Lizbon toplantısının gündemini oluşturan bu maddeler esasen emperyalist kapitalist sistemin stratejik yönelimlerinin korunmasını ortaya koymaktadır. Bu nedenle NATO, küresel sistemin sadece bir askeri örgüt değil aynı zamanda ekonomik-politik bir örgütü işlevine sahiptir.
NATO’nun kuruluş stratejisi
NATO, 1949 yılında Atlantik’in her iki yakasında 12 kurucu ülkenin -Belçika, Kanada, Danimarka, Fransa, İzlanda, İtalya, Lüksembourg, Hollanda, Norveç, Portekiz, İngiltere ve Amerika Birleşik Devletleri- katılımı ile kuruldu. ‘Herhangi bir NATO üyesine yapılmış olan saldırı diğer NATO üyesi ülkelere yapılmış olarak görülecek ve toplu savunmaya geçilecek’tir biçiminde formüle edilen ve ittifakın en önemli maddesini oluşturan anlaşmanın sadece Varşova Paktından gelebilecek ‘bir saldırıya karşı savunma paktı’ olarak kurulmadığı çok net olarak ifade edilmişti. Ancak esas sorunun Varşova Paktı olmadığı, emperyalist kapitalist sistemin çıkarlarını korumak ve bunun için her türlü saldırıyı yapabilecek bir mekanizma kurmak olduğu, uluslararası stratejisyenler tarafından birçok defa ortaya konuldu.
Gerekçe olarak öne sürülen ‘Varşova Paktı’ dağıldı ama NATO’nun işlevi artarak devam etti. ABD oluşturmuş olduğu 21. yüzyıl stratejisinde bölgesel güç ilişkilerini yeniden analiz ederek, AB ile bölgesel-uluslararası ilişkilerini yeniden düzenledi. Böylece NATO’nun, uluslararası kapitalist sistemin ihtiyaçlarına göre yeniden konumlandırılması ve küresel askeri bir güç olarak daha fonksiyonel hale getirilmesi için ‘yeni’ politik stratejiler belirlendi.
NATO Askeri Komitesi Başkanı General Naumann, NATO’nunuluslararası kapitalist sisteminin küresel askeri gücü haline getirilmesi için şunları belirtiyor: “NATO artık eskiden olduğu gibi bölgesel bir savunma örgütü olarak kalamaz.
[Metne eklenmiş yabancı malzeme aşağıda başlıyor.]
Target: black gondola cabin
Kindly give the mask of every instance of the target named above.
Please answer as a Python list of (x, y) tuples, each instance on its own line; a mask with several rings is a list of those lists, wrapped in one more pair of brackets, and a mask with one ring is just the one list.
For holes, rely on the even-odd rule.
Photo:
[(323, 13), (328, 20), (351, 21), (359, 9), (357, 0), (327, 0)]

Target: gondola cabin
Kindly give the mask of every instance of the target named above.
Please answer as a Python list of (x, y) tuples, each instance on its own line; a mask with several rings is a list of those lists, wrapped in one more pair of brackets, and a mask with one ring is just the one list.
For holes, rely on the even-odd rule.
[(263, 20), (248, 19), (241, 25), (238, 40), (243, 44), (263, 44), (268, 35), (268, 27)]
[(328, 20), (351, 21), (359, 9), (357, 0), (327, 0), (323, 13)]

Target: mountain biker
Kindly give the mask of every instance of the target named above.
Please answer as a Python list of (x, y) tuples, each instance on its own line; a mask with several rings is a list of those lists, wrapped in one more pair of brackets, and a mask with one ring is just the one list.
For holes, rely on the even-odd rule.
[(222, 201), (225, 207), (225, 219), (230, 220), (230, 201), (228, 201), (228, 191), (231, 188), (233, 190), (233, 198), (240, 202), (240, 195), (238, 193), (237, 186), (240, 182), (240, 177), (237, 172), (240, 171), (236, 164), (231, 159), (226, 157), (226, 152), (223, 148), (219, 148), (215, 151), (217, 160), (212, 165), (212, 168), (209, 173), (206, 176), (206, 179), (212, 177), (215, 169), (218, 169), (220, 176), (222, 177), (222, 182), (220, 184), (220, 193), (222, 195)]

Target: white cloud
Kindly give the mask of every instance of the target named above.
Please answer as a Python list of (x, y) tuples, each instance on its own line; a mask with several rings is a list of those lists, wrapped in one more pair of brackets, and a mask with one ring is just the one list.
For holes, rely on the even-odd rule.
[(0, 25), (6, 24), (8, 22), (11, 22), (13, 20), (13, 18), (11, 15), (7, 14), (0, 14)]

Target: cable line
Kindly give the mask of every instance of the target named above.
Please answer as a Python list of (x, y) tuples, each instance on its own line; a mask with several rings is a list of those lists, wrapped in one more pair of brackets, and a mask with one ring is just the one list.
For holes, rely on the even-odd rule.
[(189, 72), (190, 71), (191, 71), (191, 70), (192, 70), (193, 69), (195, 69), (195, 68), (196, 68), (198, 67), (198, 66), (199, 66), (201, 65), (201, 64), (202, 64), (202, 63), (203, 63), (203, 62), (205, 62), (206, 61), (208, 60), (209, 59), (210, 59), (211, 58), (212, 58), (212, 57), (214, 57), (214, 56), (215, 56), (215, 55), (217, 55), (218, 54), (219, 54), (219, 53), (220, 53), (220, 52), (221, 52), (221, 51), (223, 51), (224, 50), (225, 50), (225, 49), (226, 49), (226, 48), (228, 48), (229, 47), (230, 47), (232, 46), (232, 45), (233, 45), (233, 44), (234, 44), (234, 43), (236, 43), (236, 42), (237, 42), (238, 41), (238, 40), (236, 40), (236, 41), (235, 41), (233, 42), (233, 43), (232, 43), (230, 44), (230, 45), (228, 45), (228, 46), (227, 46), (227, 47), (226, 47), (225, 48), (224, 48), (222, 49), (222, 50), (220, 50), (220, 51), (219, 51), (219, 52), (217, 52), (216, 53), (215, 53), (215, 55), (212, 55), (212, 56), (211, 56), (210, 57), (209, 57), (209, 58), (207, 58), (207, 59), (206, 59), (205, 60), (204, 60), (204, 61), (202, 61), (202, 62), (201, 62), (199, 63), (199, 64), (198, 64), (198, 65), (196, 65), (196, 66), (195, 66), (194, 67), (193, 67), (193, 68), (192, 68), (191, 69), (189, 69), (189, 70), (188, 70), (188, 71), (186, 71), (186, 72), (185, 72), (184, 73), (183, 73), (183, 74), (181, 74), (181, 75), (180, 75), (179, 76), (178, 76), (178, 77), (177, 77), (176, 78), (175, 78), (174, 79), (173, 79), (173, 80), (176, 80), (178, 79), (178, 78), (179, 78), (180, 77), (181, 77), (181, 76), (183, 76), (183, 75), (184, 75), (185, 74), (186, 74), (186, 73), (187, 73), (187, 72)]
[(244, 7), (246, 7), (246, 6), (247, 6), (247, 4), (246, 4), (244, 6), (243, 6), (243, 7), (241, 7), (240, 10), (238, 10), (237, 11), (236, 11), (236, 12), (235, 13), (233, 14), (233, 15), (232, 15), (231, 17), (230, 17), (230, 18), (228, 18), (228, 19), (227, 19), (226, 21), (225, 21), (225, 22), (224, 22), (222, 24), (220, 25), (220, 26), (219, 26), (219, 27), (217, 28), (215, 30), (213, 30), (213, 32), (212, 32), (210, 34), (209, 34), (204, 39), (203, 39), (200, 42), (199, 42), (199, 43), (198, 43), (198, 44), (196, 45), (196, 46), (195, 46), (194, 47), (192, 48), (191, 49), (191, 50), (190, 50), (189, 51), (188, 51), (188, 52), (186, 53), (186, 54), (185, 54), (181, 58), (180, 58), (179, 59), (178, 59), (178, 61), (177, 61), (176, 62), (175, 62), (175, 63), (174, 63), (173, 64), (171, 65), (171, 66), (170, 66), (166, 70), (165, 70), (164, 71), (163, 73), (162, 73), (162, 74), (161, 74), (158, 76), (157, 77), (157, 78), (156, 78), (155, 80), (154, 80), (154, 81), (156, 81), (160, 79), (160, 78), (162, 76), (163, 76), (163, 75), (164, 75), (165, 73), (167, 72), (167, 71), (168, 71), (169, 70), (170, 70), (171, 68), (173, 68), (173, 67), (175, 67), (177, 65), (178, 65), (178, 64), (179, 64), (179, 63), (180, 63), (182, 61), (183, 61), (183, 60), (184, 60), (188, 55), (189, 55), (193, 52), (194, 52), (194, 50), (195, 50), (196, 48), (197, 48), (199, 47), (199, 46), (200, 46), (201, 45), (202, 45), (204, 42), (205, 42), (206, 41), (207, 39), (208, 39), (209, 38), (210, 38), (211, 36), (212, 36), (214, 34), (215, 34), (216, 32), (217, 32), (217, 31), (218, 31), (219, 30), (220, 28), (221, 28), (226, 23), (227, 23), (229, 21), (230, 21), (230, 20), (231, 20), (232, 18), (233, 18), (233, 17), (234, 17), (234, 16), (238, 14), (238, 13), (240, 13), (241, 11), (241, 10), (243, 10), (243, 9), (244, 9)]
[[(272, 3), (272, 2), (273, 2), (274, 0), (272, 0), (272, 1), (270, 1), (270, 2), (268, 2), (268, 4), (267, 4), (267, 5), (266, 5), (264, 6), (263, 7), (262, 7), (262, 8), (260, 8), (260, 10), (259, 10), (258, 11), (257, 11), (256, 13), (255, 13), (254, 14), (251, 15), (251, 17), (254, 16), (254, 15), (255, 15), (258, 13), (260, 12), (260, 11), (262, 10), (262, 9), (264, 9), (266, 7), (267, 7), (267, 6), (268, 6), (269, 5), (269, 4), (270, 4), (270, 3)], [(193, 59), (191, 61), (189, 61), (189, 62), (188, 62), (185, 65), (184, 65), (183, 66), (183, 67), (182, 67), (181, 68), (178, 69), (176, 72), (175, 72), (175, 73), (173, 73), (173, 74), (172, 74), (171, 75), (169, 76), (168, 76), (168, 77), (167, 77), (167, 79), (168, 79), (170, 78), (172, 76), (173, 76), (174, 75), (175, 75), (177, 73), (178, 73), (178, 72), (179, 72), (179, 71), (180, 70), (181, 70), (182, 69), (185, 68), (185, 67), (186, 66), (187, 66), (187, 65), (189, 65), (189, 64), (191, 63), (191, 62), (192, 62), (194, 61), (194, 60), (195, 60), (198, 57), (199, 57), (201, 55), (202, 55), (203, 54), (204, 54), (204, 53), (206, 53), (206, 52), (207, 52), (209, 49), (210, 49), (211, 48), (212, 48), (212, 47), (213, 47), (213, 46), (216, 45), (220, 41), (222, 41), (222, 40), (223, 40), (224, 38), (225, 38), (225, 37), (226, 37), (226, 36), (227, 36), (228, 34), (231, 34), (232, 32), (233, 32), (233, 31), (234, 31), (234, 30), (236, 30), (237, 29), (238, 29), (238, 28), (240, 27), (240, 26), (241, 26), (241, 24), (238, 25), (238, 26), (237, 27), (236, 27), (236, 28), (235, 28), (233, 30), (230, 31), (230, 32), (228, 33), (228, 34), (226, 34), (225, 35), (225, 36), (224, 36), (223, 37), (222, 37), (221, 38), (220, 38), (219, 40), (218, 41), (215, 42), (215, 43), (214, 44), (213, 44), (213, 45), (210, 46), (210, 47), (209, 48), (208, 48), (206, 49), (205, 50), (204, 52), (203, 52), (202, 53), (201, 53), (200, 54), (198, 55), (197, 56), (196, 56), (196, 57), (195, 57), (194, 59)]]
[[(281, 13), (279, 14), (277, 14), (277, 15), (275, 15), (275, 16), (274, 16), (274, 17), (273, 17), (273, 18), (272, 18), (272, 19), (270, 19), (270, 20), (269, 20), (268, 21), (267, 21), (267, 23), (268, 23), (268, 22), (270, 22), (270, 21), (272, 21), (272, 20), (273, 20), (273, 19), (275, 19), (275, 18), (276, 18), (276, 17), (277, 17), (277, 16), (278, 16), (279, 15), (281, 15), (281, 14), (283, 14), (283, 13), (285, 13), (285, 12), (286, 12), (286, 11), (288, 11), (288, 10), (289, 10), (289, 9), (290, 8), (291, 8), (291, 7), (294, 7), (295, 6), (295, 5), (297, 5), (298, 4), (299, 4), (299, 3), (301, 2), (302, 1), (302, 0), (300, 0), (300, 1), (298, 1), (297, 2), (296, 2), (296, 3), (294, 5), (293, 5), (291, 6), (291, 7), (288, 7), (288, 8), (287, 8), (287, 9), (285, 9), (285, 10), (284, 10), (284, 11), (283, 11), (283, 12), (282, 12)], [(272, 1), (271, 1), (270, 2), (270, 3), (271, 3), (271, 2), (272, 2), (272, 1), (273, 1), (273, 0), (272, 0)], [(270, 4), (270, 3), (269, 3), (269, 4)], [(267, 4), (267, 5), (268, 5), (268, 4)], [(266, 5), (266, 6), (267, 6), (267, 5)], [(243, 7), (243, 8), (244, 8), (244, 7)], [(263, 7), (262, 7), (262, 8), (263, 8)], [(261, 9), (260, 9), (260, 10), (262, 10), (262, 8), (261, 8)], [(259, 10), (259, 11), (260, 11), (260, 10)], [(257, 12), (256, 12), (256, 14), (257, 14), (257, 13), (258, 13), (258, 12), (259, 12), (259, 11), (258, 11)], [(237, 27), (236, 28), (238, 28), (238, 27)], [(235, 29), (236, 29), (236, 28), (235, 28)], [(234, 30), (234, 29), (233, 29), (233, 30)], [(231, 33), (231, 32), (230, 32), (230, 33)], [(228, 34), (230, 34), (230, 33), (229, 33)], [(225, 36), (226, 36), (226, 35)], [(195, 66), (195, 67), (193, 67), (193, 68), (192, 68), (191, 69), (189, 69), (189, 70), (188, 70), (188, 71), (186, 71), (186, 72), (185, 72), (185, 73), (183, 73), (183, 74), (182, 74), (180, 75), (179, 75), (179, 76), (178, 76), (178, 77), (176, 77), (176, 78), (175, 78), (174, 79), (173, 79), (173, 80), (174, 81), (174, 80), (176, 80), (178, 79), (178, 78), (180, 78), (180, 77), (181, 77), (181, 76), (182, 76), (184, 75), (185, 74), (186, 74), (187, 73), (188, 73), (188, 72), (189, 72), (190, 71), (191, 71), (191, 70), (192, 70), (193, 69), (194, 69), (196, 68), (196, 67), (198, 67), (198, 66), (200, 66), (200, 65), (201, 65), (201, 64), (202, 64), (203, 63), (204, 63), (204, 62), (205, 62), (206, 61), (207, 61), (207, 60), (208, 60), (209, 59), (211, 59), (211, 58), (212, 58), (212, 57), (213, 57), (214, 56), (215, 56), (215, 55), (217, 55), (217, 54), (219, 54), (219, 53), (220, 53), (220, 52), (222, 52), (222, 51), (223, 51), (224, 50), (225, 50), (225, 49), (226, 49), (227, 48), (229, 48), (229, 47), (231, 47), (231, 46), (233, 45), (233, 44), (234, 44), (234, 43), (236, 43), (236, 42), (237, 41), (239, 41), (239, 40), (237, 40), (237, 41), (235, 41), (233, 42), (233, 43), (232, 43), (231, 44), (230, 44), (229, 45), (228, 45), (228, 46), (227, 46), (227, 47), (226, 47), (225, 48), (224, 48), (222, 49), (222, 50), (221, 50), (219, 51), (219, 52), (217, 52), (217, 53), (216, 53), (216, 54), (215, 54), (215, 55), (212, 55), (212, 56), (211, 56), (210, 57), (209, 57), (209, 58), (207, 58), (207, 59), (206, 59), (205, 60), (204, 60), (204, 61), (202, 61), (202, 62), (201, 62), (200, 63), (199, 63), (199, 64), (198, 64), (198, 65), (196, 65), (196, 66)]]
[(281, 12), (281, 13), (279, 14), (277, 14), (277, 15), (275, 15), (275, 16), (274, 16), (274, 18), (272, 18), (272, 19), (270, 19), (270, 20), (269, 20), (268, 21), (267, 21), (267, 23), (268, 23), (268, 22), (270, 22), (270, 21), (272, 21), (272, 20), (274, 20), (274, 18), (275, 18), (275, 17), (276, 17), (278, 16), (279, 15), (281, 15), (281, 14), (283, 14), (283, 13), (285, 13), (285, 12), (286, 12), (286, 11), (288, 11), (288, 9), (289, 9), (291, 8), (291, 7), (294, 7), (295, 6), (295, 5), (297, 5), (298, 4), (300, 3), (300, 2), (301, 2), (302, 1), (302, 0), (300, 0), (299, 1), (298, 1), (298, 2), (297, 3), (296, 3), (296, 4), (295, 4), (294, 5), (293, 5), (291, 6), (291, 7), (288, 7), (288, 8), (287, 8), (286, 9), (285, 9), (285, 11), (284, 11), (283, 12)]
Üye ülkelerin çıkarlarını nerede olursa olsun koruyabilecek ve gelecekte kurulabilecek koalisyonların temelini oluşturacak küresel bir ittifak haline gelmelidir. NATO komuta ve kuvvet yapılarını bu doğrultuda uyarlamalı ve yeni şartlara mukabele edebilecek yetenekleri kazanmalıdır.”[1]
R. Nicholas Burns da, General Naumann gibi NATO’nun kapitalist ülkelerin çıkarlarını koruyan bir küresel askeri güç haline getirilmesini savunmaktadır: “NATO’nun gelecekteki misyonu, krizleri önleme ve söz konusu krizlere karşılık verme şeklinde olacaktır. Krizlere verilecek karşılık ya bir savaş görevi veya bir rehine kutarma operasyonu ya da Fransa, İspanya, Çek Cumhuriyeti ve Birleşik Devletler’e yönelecek tehdidin kaynağı olabilecek Orta ve Güney Asya, Ortadoğu ve Kuzey Afrika ülkelerinde gerçekleştirilecek barış gücü operasyonlan şeklinde olacaktır. Bu tehdit, hepimizin bildiği üzere, Başkan Bush’un 11 Eylül 2001’den bu yana dile getirdiği üzere kitlesel imha silâhlarıyla küresel terörizmle eş anlamlıdır. söz konusu küresel tehdit Amerikan halkını ve aynı zamanda NATO içinde yer alan bir süre sonra sayısı yirmi altıya çıkacak olan on dokuz ülke halkının tamamını da etkileyen en büyük tehdittir. Bu, temel bir değişim işaretidir.”[2]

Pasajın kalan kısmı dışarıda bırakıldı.